Orang yang berada dalam kesulitan adalah orang yang mengalami kerugian yang berarti dalam keadaan buruk. Seperti yang dimaksudkan dalam potongan ayat …. Kerugian adalah lawan dari keuntungan, seperti halnya sempit (harta) lawan dari keluasan dan kelapangan. Kerugian bisa berupa materi, seperti kehilangan harta, kerugian fisik karena kehilangan anggota tubuh ataupun bisa merupa maknawi, karena kurangnya kepercayaan, ilmu, akhlak dan kedudukan sosial. Di sisi lain, kerugian dapat memengaruhi individu, seperti contoh-contoh yang telah kami sebutkan, juga dapat mempengaruhi masyarakat seperti perang, epidemi, kehilangan keamanan, penindasan negara, keruntuhan negara, kekacauan, ketakutan, sabotase ekonomi, pengangguran, kurangnya keadilan sosial. Kerugian sendiri bisa dipicu oleh faktor eksternal seperti penindasan, kekerasan, pemusnahan, serta ancaman, ataupun faktor internal seperti kelaparan yang menyebabkan kematian, Allah swt berfirman,

 “Maka barang siapa terpaksa karena kelaparan tanpa sengaja berbuat dosa, sesungguhnya Allah Maha Pengampun lagi Maha Penyayang”. (QS. Al-Maidah:3)

 

“Tetapi barangsiapa dalam keadaan terpaksa (memakannya) sedang dia tidak menginginkannya dan tidak (pula) melampaui batas, maka tidak ada dosa baginya. Sesungguhnya Allah Maha Pengampun lagi Maha Penyayang.”(QS. Al-baqarah:173)

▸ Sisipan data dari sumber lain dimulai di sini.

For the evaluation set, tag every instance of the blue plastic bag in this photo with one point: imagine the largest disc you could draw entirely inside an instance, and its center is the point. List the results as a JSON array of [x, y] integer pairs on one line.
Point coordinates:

            Ayat tersebut bertanya tentang siapa yang mampu memenuhi dan menjawab panggilan orang yang terpaksa keculai Allah swt. Pertanyaan tersebut merupakan pertanyaan yang bertujuan untuk menafikan serta menegaskan. Ditujukan kepada seluruh lapisan masyarakat, dimulai dari mereka yang mengingkari keberadaan Allah swt hingga mereka yang menjadikan sesuatu sebagai sekutu-Nya, dengan anggapan bahwa segala aturan peciptaan berada ditangan sekutu-sekutu Allah swt tersebut. Juga kepada mereka yang percaya kepada Allah swt, percaya kepada ke-esaan-Nya, namun mereka berpaling dari-Nya, bermaksiat kepada-Nya, selalu dalam keadaan lalai tidak menghadirkan keberadaan allah swt dalam kehidupannya. Sehingga ayat ini mengajak mereka berbicara dan berpikir, menyadarkan mereka bahwa walaupun mereka mengingkari dengan lisannya atau pun lalai terhadapnya, tapi keberadaan dan kebutuhan mereka membuktikan hal ini. Jadi, ayat ini menegaskan kepada mereka sebagai pendahuluan keimanan kepada keberadaan Allah swt, bahwa hanya Allah swt satu-satunya pengatur segala hal. Juga menafikan kekafiran dan kesyirikan mereka dengan menegaskan kebutuhan mereka kepada Allah swt.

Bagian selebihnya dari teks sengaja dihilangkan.